Influenza Vaccination Generates Cytokine-Induced Memory-like NK Cells: Impact of Human Cytomegalovirus Infection.

Human NK cells are activated by cytokines, immune complexes, and signals transduced via activating ligands on other host cells. After vaccination, or during secondary infection, adaptive immune responses can enhance both cytokine-driven and Ab-dependent NK cell responses. However, induction of NK cells for enhanced function after in vitro exposure to innate inflammatory cytokines has also been reported and may synergize with adaptive signals to potentiate NK cell activity during infection or vaccination. To test this hypothesis, we examined the effect of seasonal influenza vaccination on NK cell function and phenotype in 52 previously unvaccinated individuals. Enhanced, IL-2-dependent, NK cell IFN-γ responses to Influenza A/California/7/2009 virus were detected up to 4 wk postvaccination and higher in human CMV (HCMV)-seronegative (HCMV(-)) individuals than in HCMV-seropositive (HCMV(+)) individuals. By comparison, robust NK cell degranulation responses were observed both before and after vaccination, due to high titers of naturally occurring anti-influenza Abs in human plasma, and did not differ between HCMV(+) and HCMV(-) subjects. In addition to these IL-2-dependent and Ab-dependent responses, NK cell responses to innate cytokines were also enhanced after influenza vaccination; this was associated with proliferation of CD57(-) NK cells and was most evident in HCMV(+) subjects. Similar enhancement of cytokine responsiveness was observed when NK cells were cocultured in vitro with Influenza A/California/7/2009 virus, and this was at least partially dependent upon IFN-αßR2. In summary, our data indicate that attenuated or live viral vaccines promote cytokine-induced memory-like NK cells and that this process is influenced by HCMV infection.
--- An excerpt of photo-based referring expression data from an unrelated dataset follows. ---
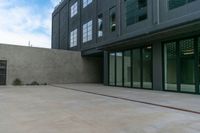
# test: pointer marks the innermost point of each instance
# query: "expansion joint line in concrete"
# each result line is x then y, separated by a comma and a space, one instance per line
131, 100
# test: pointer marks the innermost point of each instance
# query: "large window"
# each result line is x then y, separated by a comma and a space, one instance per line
119, 64
127, 68
87, 32
73, 38
198, 62
112, 19
147, 67
100, 25
131, 68
177, 3
136, 11
74, 9
187, 65
86, 3
171, 66
136, 68
112, 68
180, 65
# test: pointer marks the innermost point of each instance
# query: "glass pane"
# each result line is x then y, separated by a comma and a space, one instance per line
112, 69
199, 60
147, 67
187, 65
170, 66
136, 68
119, 68
136, 11
127, 68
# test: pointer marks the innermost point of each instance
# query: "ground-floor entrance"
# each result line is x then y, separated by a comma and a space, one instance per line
182, 65
3, 65
164, 65
131, 68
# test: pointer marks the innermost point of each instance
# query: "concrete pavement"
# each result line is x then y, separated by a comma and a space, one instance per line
47, 109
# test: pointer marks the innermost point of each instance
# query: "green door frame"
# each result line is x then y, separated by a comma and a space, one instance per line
196, 66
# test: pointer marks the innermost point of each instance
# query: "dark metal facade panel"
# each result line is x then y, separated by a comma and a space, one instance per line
159, 18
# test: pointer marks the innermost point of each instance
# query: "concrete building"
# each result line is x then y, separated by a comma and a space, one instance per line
46, 66
147, 44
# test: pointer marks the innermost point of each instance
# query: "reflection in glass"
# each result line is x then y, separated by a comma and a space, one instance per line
187, 65
127, 68
136, 59
112, 69
199, 59
147, 67
170, 66
119, 64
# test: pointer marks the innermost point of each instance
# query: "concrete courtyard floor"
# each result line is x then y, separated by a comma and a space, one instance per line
65, 109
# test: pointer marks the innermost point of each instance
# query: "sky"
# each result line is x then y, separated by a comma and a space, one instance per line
24, 21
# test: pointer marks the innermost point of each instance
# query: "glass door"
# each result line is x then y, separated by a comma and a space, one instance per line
119, 65
147, 67
127, 68
170, 66
136, 61
112, 69
187, 66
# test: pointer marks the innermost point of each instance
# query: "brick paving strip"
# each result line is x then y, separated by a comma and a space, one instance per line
131, 100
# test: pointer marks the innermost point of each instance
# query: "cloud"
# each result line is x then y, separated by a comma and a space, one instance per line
22, 22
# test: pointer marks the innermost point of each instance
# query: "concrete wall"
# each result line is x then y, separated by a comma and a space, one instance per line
49, 66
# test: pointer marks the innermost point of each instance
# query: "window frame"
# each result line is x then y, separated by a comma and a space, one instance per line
74, 38
74, 9
87, 31
86, 3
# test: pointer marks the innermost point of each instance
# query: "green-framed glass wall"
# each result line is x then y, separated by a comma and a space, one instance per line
181, 65
119, 66
112, 69
137, 68
133, 68
127, 68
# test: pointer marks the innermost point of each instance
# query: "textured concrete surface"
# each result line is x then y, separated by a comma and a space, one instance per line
176, 100
49, 66
46, 109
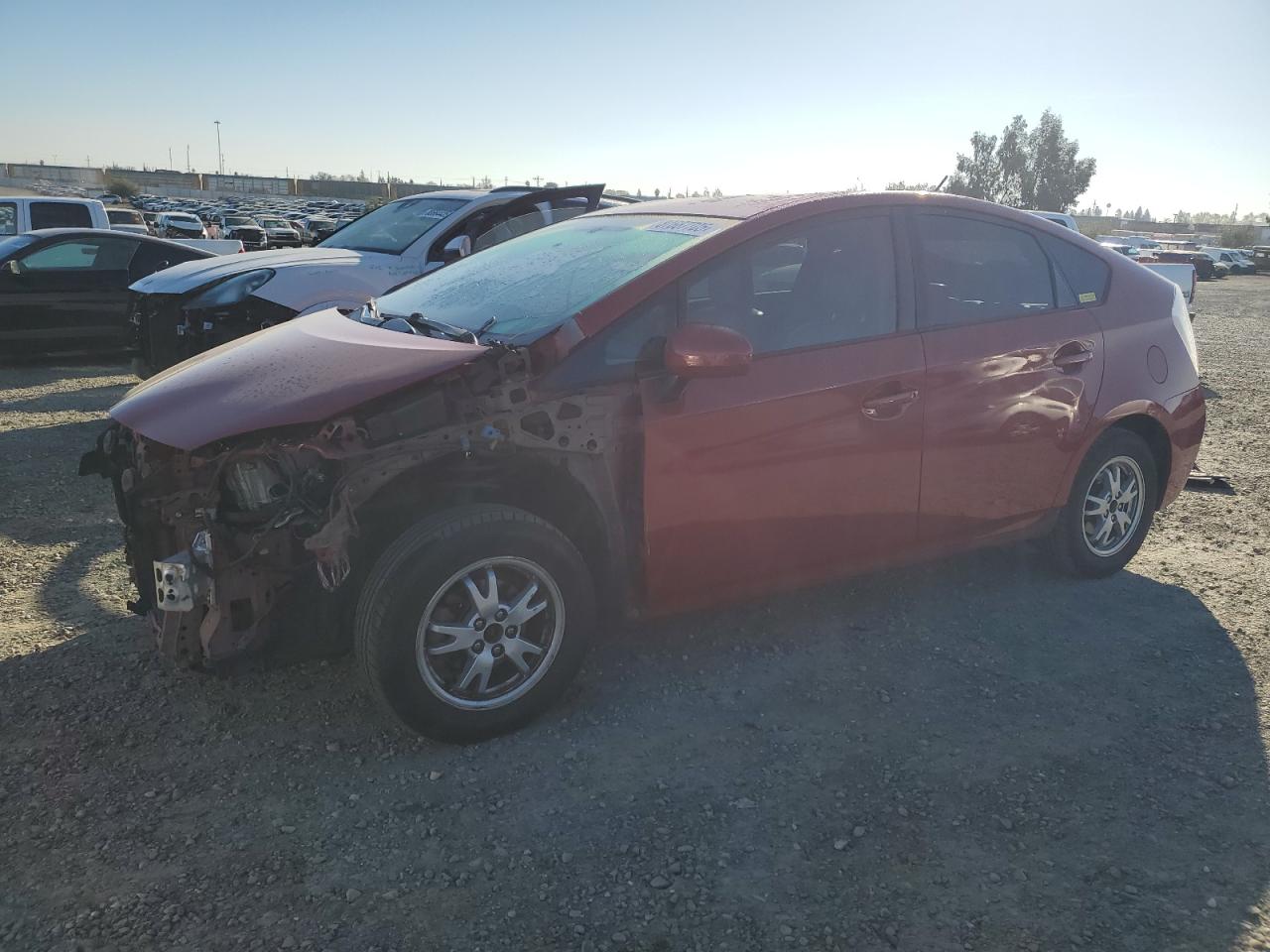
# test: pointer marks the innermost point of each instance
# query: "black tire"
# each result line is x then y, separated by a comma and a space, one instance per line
414, 569
1069, 547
Impaired NK Cell Responses to Pertussis and H1N1 Influenza Vaccine Antigens in Human Cytomegalovirus-Infected Individuals.
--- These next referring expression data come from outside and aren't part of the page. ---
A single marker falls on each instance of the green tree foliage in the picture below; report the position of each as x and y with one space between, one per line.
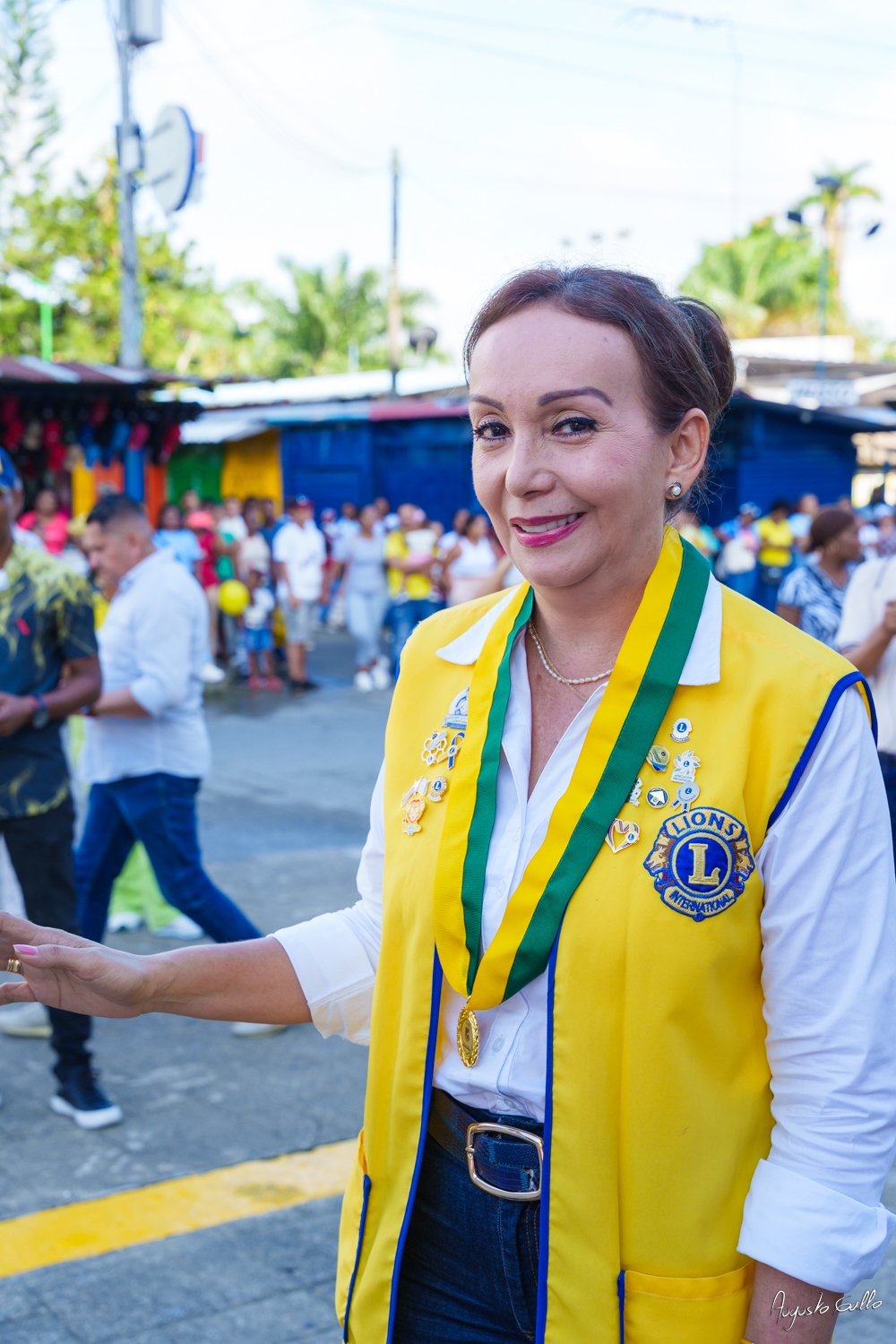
836 187
331 322
67 238
762 284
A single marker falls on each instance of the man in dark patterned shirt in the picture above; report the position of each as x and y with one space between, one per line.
48 669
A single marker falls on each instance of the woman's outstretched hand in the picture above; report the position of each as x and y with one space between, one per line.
67 972
236 981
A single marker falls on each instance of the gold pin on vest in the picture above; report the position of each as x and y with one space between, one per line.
468 1038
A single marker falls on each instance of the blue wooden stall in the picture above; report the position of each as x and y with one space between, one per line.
767 449
417 452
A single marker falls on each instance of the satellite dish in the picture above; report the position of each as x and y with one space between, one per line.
171 159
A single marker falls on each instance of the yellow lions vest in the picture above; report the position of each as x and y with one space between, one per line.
657 1105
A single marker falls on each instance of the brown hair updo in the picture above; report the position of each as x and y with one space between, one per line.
683 349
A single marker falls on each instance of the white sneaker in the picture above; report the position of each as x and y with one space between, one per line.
211 675
24 1021
257 1029
182 926
126 921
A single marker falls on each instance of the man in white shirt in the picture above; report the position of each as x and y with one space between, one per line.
147 746
300 553
866 637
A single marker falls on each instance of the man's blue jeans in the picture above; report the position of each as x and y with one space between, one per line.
470 1265
160 811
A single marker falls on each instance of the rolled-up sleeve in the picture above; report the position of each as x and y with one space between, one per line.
335 956
161 652
829 981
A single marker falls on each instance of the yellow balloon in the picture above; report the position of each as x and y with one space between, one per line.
233 597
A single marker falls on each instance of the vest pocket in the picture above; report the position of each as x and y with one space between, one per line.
354 1217
686 1311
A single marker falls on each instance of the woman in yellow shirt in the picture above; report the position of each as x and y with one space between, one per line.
775 553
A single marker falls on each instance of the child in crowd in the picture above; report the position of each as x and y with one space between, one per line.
258 640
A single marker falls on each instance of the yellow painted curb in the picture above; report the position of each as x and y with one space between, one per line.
96 1226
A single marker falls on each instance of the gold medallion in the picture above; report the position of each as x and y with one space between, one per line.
468 1038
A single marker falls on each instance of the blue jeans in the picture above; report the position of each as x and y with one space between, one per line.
160 811
405 617
888 766
470 1266
767 585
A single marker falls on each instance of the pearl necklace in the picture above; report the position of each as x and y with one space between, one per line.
573 682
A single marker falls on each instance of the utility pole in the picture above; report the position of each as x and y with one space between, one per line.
394 297
131 316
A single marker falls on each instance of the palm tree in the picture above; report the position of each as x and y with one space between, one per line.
836 188
762 284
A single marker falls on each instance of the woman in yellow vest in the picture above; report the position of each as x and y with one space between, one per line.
625 943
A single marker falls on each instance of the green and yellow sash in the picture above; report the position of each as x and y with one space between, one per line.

NK cells contribute to postvaccination immune responses after activation by IL-2 from Ag-specific memory T cells or by cross-linking of the low-affinity IgG receptor, CD16, by Ag-Ab immune complexes. Sensitivity of NK cells to these signals from the adaptive immune system is heterogeneous and influenced by their stage of differentiation. CD56(dim)CD57(+) NK cells are less responsive to IL-2 and produce less IFN-γ in response to T cell-mediated activation than do CD56(bright) or CD56(dim)CD57(-) NK cells. Conversely, NK cell cytotoxicity, as measured by degranulation, is maintained across the CD56(dim) subsets. Human CMV (HCMV), a highly prevalent herpes virus causing lifelong, usually latent, infections, drives the expansion of the CD56(dim)CD57(+)NKG2C(+) NK cell population, skewing the NK cell repertoire in favor of cytotoxic responses at the expense of cytokine-driven responses. We hypothesized, therefore, that HCMV seropositivity would be associated with altered NK cell responses to vaccine Ags. In a cross-sectional study of 152 U.K. adults, with HCMV seroprevalence rate of 36%, we find that HCMV seropositivity is associated with lower NK cell IFN-γ production and degranulation after in vitro restimulation with pertussis or H1N1 influenza vaccine Ags. Higher expression of CD57/NKG2C and lower expression of IL-18Rα on NK cells from HCMV seropositive subjects do not fully explain these impaired responses, which are likely the result of multiple receptor-ligand interactions. This study demonstrates for the first time, to our knowledge, that HCMV serostatus influences NK cell contributions to adaptive immunity and raises important questions regarding the impact of HCMV infection on vaccine efficacy.